プロシメックス社社長兼CEO、プロシメックス・ジャパン㈱代表取締役

ミカ・ヴァルコネン 氏

-最初にプロシメックス社の企業概要についてご紹介ください。

ヴァルコネン プロシメックス社はフィンランドに本拠を置く画像処理関連のシステムを提供する企業で、それ以前はヒルデコ社で1993年にウェブモニタリングシステムの開発に取り組み、95年には完全デジタル化を果たして旧メジャレックス社(現ハネウェル社)と提携し国際市場での事業展開を進めました。2000年それまでの経験をもとにプロシメックスを設立、従来個別のシステムとして使われていた紙の欠陥検査システム(WIS:Web Inspection System)とウェブモニタリングシステム(WMS:Web Monitoring System)を1つに統合し、それまでなかった“ワン・プラットフォーム(One Platform)”のシステムとして製紙会社へ提供することを中心に取り組んできました。

当社がスタートし18年ほど経過しただけですが、事業規模は年々拡大を続け、フィンランド国内の市場開拓を皮切りに欧州全体へと事業エリアを広げ、現在は欧州および中国においても同分野でトップシェアの実績を誇っています。さらに国際展開を強化すべく2016年に米国で「Procemex Inc.」を設立。現在、全体で従業員は約80人となり、専業メーカーとしてWISとWMSの売上は世界トップで製紙向けに年間2,000万ユーロ(約26.5億円)以上を販売しています。そうした実績を踏まえ、紙・板紙生産量が世界3位の規模である日本で本格的な事業展開を進めるべく今年4月に「プロシメックス・ジャパン㈱」を設立したという経緯になります。

大きな効果を生む欠陥検出と監視の連動と統合

-事業拡大を支えているキーテクノロジーは何でしょう。

ヴァルコネン 当社が提供するWISの最大の特徴は、従来のラインセンサ方式によるものではなく、エリアセンサによるイメージの取得・解析を行う方式を取っていることです。当社は当初よりエリアセンサ方式でシステム開発の取り組んできたわけですが、それを決定づけた大きな要因の1つに、会社設立の当時、デジタルカメラやスマートフォン、携帯電話などが急速に普及しはじめ、世界的にも同分野での開発投資が活発化していたことが上げられます。つまり、今後CCDカメラによるラインセンサ方式よりもエリアセンサの技術が著しく進展し、WISにおいても大きな役割を果たすことになると判断しました。もう1つの要因は、迅速な品質改善や更なる生産性向上を図るためには抄紙工程で必須アイテムとなっているWISとWMSが連携した機能を果たすような統合化が強く求められてくると予想され、それに対応できるのはエリアセンサしかないということでした。

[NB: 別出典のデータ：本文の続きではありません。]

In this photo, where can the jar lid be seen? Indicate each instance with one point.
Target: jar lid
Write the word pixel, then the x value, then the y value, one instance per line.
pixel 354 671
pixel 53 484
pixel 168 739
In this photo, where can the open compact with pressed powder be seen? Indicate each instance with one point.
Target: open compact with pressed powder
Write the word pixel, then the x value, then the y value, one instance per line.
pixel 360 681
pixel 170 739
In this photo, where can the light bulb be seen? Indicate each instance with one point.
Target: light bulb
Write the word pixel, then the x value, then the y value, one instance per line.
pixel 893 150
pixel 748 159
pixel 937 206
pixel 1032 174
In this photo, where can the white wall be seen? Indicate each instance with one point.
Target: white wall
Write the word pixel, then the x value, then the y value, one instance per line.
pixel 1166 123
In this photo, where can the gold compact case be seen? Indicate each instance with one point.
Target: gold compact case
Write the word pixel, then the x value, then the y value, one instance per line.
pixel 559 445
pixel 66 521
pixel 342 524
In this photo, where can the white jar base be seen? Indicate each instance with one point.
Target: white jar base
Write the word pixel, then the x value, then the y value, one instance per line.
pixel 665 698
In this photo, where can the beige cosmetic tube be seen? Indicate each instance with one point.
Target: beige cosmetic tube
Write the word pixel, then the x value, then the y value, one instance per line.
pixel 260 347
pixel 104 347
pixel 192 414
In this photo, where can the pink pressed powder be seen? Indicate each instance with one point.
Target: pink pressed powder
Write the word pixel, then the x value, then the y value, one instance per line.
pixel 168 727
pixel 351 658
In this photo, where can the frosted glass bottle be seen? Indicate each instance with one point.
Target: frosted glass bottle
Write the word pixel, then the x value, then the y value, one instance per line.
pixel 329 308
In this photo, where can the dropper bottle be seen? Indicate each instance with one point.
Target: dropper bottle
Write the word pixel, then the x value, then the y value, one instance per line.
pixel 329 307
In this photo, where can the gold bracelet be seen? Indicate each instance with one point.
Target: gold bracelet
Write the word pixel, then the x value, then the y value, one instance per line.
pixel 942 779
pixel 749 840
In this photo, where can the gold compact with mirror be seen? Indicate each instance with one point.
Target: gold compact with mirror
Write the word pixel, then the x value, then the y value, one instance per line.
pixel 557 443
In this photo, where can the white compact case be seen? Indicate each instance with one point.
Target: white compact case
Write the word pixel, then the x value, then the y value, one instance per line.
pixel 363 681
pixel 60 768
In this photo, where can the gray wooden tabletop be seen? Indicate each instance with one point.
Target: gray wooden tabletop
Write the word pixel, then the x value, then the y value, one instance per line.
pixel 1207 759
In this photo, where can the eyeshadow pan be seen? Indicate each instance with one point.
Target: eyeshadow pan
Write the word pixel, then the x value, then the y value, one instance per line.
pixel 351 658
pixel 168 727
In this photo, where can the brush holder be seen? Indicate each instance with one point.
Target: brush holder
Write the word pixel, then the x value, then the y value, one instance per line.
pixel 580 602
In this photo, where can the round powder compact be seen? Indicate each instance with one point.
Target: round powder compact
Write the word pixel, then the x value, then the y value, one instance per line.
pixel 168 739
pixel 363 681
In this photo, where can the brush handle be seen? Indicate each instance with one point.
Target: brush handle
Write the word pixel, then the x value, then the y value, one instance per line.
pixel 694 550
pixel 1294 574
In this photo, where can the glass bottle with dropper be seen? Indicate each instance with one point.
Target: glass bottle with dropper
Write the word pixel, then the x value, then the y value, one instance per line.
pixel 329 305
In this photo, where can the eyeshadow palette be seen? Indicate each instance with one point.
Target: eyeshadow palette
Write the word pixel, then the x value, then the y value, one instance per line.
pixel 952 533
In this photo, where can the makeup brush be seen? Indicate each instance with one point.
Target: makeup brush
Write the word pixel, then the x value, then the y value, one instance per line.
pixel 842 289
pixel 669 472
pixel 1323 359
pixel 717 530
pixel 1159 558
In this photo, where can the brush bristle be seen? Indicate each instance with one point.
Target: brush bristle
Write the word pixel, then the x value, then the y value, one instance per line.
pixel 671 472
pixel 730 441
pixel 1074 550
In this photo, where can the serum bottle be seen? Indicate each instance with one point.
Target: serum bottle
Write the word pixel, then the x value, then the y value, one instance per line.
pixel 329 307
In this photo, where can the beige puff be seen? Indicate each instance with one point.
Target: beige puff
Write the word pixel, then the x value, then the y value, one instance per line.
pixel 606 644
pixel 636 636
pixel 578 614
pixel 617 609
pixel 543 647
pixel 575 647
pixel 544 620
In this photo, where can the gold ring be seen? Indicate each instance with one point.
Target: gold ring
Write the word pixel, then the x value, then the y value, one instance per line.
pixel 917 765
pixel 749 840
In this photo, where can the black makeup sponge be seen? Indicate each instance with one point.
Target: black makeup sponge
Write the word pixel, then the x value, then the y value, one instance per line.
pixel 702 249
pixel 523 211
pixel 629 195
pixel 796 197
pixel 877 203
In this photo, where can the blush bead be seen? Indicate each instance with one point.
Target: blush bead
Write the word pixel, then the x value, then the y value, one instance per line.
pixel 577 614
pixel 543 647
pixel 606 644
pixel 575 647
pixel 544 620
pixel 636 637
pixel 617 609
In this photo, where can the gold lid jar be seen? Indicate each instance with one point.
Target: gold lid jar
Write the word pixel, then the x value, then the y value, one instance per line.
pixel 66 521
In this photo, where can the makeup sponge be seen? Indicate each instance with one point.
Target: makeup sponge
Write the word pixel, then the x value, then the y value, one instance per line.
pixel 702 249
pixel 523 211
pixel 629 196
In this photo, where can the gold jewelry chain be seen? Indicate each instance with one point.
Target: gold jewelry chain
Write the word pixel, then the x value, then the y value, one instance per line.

これら2つの要因によりエリアセンサを使った欠陥検査のシステムを構築するとの設計思想に基づいて技術開発に取り組んできたわけで、製紙工場の欠陥検査は今では世界的にエリアセンサ方式が主流となっています。地域別に見ると中国での普及が目覚ましく、10年ほど以前からエリアセンサ方式が主体となって当社がシェアNo.1を保持、米国もかつてはラインセンサが多く使われていましたが、ここ1、2年急速にエリアセンサへの代替が進んで全体の50%程度を占めるようになっています。欧州はかつてラインセンサのWISが導入されていましたが、近年はエリアセンサが80~90%を占めるようになり、そこでも当社製品がトップシェアを確保しています。

今回、そうした実績をもとに日本での市場開拓を本格化させるわけですが、日本の製紙工場ではまだラインセンサのWISが一般的に使われており、エリアセンサに対する認知度は高くないというのが実情です。しかし、WISの将来性や拡張性などを考えると、日本でもエリアセンサ方式がニーズを高めていくでしょうから、当社製品の提案は大きな意味をもってきます。

-それだけ日本市場は未開拓であり、潜在需要が大きい。

ヴァルコネン 一方でウェブモニタリングの重要性が十分に認知されているとは言いがたく、WISとWMSを連動させ1つのプラットフォームとして統合された当社のシステムを導入していたくことで、製紙工場の欠陥検査や品質対策、さらにはプロセス改善や生産性向上などに大きな成果が得られるようになります。そこが当社のもっとも強調したい導入メリットであり、事業展開における第1の狙いともなっています。

このワン・プラットフォームとしている点が従来にはない画期的なことであり、しかもWISとWMSが同じスマートカメラ、同じ一つのシステム上で稼働するように設計されています。日本ではまだ導入されていない新しい技術ですが、先ほど述べたように、当社は欧州やアジアなどですでに実績を積んできており、世界で広く認められ主流となった技術なので、これを是非日本でも活用していただきたいと考えています。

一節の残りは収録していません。